What would be the fastest way to remove lines from a medium-size CSV file?
For example given a CSV:
Bill,0,0,0
Bill,1,1,1
Mary,0,0,0
Todd,0,0,0
etc..
And a list of names to delete:
Mary
Todd
Remove the lines with those names. The CSV's are anywhere from 20,000 to
100,000 lines long. The list of names to remove are typically from 1 to 500
names long. The list of names are deleted across ~50 different CSV files.

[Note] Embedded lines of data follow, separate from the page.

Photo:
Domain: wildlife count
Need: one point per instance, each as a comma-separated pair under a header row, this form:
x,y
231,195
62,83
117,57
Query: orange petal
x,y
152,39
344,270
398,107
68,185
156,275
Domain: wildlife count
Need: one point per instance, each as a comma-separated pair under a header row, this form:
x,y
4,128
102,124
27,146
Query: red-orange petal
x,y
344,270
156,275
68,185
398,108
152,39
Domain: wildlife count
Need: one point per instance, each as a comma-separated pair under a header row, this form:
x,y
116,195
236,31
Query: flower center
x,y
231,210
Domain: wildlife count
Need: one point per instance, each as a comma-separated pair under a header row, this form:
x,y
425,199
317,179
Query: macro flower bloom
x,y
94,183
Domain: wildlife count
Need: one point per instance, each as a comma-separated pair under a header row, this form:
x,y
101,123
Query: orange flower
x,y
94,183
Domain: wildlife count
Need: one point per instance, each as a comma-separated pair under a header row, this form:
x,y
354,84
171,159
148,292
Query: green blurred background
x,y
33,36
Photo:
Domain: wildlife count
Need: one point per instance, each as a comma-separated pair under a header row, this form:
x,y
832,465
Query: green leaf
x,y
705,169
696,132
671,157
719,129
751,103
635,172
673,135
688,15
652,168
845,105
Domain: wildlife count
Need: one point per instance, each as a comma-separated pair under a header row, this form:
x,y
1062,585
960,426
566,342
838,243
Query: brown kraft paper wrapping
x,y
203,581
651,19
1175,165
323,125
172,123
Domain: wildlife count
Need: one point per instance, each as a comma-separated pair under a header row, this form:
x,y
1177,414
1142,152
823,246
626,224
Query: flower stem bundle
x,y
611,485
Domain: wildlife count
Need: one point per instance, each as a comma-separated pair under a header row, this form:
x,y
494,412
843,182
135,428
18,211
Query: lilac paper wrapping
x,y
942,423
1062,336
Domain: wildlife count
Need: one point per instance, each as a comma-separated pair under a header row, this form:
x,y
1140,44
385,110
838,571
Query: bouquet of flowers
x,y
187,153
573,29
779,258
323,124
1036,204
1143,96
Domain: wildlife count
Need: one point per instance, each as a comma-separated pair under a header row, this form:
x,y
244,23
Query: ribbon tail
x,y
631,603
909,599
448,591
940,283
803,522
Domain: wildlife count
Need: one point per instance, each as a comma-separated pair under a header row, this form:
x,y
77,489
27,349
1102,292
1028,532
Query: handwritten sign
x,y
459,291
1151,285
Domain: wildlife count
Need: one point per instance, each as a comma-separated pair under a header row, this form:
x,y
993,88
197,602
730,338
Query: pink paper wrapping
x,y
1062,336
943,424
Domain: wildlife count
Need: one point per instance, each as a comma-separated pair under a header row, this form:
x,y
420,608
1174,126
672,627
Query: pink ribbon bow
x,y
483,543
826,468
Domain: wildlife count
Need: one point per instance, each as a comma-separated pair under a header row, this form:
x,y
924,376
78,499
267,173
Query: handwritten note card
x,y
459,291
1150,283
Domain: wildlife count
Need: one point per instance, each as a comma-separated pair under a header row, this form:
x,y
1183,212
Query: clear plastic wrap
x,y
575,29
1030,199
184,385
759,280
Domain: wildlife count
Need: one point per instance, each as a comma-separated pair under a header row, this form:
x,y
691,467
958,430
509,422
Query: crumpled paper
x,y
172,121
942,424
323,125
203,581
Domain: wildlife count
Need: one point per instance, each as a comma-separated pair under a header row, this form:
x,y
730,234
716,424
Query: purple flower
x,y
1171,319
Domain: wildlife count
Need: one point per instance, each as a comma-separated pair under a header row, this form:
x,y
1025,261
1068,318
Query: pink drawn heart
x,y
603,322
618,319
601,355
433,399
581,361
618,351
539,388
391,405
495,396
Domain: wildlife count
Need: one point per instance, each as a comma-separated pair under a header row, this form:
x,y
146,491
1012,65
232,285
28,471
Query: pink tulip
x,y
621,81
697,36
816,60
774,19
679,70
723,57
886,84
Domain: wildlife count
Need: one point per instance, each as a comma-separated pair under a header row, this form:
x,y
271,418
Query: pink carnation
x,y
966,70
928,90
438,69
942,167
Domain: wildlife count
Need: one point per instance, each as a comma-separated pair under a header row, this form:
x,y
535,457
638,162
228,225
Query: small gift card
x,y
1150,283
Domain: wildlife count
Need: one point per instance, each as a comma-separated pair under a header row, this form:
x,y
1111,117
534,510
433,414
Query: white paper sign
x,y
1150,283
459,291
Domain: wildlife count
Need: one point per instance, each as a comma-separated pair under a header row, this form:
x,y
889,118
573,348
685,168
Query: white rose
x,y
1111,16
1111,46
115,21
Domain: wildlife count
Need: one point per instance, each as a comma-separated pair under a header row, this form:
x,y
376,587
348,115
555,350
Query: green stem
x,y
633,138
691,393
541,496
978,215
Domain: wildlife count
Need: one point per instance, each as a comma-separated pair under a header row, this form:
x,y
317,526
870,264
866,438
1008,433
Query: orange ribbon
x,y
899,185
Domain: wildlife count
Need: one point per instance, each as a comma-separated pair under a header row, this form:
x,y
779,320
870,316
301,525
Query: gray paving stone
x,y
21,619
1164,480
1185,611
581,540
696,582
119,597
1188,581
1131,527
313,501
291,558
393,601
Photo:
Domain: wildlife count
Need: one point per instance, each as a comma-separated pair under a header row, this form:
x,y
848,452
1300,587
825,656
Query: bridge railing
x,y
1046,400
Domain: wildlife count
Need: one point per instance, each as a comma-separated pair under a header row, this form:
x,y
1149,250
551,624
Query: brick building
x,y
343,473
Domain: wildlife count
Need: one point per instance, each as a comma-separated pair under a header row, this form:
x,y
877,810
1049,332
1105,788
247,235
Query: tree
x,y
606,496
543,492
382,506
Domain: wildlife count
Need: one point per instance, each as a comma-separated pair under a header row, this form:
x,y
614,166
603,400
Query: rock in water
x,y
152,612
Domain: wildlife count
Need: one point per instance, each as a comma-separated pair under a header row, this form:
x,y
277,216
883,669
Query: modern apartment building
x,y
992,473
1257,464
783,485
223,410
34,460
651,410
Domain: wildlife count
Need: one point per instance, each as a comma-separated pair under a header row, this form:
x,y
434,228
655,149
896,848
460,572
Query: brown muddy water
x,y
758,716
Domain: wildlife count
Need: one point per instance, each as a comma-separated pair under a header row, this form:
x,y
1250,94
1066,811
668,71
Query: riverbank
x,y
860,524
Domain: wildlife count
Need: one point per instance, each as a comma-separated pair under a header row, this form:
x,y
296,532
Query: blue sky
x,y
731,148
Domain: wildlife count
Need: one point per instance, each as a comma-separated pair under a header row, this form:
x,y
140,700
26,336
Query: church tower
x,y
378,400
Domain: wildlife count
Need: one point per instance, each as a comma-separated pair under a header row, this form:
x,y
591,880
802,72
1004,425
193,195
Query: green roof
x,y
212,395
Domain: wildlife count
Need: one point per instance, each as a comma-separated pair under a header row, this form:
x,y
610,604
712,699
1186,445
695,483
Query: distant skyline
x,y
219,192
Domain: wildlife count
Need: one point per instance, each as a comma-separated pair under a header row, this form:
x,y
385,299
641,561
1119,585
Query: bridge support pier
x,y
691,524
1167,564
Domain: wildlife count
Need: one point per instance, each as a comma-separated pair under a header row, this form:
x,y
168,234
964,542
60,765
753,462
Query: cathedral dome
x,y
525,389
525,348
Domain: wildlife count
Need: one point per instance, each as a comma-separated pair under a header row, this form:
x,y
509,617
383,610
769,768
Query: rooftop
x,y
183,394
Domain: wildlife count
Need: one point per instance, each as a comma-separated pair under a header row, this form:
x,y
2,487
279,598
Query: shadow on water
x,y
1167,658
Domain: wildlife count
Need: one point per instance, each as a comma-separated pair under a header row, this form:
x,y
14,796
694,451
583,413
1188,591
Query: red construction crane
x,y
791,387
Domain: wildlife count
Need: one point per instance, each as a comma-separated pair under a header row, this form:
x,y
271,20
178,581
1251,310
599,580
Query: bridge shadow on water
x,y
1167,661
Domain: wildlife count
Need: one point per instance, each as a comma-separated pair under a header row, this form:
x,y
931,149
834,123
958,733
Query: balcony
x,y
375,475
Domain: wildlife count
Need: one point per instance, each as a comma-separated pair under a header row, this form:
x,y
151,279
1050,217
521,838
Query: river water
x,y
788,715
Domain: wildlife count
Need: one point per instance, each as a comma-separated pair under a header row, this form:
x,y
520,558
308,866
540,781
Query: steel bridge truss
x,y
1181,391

Reading a CSV into memory is OK for each file, but not all CSVs at once (the
real CSVs are larger).
The method I use now is straight forward: read the CSV and list of delete-names
into an array, for each CSV line check if it's in the deletion list and if not
write the line back out otherwise skip.
The existing code in GNU Awk:
c = split(readfile(namefile), a, "\n")
d = split(readfile(csvfile), b, "\n")
while(i++ < d) {
if(b[i] == "") continue
split(b[i],g,",")
mark = j = 0
while(j++ < c) {
if(a[j] == "") continue
regname = "^" regesc2(a[j]) "$" # regex match first field
if( strip(g[1]) ~ regname) {
mark = 1 # In delete list - skip
break
}
}
if(!mark) { # Not in delete list - write out line
print b[i]
}
}
Looking for new method ideas before I rewrite in Nim.